Coming into the industry when the Angry Young (ish) Man was king, Mithun always struggled against the label of being a poor man’s Amitabh Bachchan. But, in this case, the label was literally true. “Main gareebon ke liye hero hoon (I am a hero for the poor),” he said, in Goonda (1998). The poorer man, the autowalla, the factory worker, the kirana shop guy, constituted his fan base. And he delivered to them loyally. And within budget. He once said, “Other stars give the starting date of a film. I give a completion date.” In these budget-conscious times, perhaps it’s only fitting that Dadasaheb Phalke will recognise the worth of its most budget-friendly inflation-proof megastar. That’s not to say the FTII graduate might not have had other dreams. He said in an interview, “I act in potboilers” because offers for art films like Mrigayaa “are few these days.” When they have come along, he has shown his mettle — another National Award as a worn-out freedom fighter in Tahader Katha (1992) and a best supporting actor playing Sri Ramakrishna in Vivekananda (1998). In that sense, Mithun and Bappi Lahiri, the man who gave us the disco in Disco Dancer, were both capable of very different work but recognised what the market craved. Lahiri once said. “I am like a shopkeeper who has to sell what people want from his shop.” Both did it uncomplainingly.

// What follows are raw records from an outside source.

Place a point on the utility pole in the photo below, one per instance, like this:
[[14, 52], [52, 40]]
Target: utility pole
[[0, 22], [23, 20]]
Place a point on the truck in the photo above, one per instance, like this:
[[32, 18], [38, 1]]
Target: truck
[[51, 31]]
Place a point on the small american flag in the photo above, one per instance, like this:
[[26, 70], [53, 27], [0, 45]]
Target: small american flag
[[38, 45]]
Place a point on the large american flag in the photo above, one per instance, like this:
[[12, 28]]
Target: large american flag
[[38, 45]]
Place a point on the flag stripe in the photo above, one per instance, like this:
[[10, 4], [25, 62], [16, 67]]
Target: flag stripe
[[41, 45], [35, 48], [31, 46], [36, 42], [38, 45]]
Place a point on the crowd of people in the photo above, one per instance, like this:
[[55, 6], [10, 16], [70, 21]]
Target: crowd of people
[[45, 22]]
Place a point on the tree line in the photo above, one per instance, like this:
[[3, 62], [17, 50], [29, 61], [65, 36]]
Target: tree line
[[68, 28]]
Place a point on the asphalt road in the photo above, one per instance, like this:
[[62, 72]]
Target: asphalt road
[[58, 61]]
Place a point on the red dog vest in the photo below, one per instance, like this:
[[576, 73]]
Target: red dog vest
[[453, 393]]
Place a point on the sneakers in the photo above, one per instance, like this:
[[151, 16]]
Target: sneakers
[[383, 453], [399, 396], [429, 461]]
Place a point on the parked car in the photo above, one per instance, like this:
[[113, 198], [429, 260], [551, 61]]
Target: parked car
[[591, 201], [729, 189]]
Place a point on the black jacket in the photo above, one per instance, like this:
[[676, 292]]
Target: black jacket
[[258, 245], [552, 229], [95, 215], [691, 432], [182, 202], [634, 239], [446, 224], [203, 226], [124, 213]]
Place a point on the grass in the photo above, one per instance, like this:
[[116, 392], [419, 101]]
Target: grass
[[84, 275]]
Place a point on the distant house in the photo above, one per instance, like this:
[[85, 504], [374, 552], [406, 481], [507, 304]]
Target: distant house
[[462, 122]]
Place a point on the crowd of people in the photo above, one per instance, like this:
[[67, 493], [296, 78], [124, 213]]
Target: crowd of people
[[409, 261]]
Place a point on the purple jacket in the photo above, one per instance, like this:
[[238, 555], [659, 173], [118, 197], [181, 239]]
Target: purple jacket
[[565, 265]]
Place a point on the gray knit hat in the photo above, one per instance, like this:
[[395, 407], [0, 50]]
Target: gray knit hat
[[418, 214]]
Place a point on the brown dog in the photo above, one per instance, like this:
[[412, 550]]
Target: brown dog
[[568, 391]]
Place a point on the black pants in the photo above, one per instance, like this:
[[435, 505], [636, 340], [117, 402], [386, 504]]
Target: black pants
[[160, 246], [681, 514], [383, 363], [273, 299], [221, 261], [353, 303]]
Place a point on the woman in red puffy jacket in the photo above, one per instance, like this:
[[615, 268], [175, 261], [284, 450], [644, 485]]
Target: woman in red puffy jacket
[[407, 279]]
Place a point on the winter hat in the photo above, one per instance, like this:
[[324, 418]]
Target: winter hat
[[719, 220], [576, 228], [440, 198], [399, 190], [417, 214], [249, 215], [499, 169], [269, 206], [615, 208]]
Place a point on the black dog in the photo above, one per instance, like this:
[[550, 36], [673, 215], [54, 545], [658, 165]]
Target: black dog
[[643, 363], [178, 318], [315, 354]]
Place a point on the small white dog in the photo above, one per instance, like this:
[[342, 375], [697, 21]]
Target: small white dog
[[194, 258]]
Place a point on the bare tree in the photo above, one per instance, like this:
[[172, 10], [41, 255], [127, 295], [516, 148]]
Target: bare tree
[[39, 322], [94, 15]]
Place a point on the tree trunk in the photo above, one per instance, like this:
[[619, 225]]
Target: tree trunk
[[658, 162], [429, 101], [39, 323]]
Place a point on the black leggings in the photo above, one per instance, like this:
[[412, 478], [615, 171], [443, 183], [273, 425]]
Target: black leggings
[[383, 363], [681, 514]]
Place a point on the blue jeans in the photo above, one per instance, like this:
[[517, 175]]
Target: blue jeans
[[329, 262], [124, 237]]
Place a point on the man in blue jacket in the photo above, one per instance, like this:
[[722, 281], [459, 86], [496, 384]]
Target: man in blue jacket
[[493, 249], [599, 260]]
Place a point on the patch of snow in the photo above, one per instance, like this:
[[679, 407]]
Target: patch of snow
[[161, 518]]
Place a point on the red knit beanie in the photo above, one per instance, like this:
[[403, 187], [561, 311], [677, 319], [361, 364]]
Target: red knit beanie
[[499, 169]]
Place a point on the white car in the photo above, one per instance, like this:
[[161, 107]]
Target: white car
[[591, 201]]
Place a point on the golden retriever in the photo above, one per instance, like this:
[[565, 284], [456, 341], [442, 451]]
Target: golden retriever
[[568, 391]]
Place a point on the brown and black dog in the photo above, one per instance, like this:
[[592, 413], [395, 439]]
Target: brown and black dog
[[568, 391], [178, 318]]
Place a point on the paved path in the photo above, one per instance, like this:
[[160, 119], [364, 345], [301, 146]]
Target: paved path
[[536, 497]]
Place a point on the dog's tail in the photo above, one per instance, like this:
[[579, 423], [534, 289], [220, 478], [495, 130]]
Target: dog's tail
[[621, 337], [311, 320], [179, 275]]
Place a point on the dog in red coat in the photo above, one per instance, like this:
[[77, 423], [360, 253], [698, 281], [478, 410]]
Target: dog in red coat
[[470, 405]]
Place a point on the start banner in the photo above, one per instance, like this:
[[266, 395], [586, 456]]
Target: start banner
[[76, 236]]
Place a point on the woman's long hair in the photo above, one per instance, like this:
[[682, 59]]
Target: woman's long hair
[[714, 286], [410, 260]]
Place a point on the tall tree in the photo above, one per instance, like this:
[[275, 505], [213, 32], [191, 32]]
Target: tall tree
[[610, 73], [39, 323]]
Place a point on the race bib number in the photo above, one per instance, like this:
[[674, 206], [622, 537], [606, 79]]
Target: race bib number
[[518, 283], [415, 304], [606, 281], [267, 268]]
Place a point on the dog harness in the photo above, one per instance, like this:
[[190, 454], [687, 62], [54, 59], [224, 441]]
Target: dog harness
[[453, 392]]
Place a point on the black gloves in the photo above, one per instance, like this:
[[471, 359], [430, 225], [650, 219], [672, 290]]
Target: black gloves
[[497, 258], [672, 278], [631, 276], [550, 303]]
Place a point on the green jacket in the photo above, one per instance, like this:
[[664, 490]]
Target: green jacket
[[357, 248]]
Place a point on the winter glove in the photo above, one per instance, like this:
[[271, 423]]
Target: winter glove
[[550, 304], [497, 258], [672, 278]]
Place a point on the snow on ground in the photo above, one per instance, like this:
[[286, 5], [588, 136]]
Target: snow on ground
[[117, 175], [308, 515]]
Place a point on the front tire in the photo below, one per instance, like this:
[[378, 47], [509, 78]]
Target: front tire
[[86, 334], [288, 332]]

But Mithun also spearheaded another cultural change. Now the buff dancing hero is a given whether it’s Tiger Shroff or Hrithik Roshan. When Mithun came into the scene that was not the case. Rajesh Khanna seduced with a cocked head and limpid eyes. Dharmendra was more manly than chiselled. Amitabh was known more for his height and baritone than his body.
In Bondhu (Seagull Books; 2023), his memoir about his father Mrinal Sen, Kunal Sen writes that Mithun always “wore tight bell-bottomed trousers and a skin-fitting shirt left open halfway down his torso to expose his extremely well-built physique.” That physique came in handy while playing the bare-chested tribal hunter in Mrigayaa (1976), though Sen says Mithun looked as “though he would die of grief” when his styled hair was given a “brutal” cut for the role. Once Mithun accompanied Sen to the local pharmacy. The store clerk took one look at him and asked in a low voice who he was. “Mithun was very much out of place in our typical middle-class milieu,” writes Sen. It’s a telling anecdote.
It is that bhadralok snobbery that Mithun has battled all his life. He has always been a little out of place whether in Kolkata or Mumbai, successful yet regarded by the gentry as a bit déclassé.
Now with the Dadasaheb Phalke Award, he is finally in a class of his own. Jimmy Jimmy has become King Cobra. Or as his character might say, Ek chhoboleyi Phalke.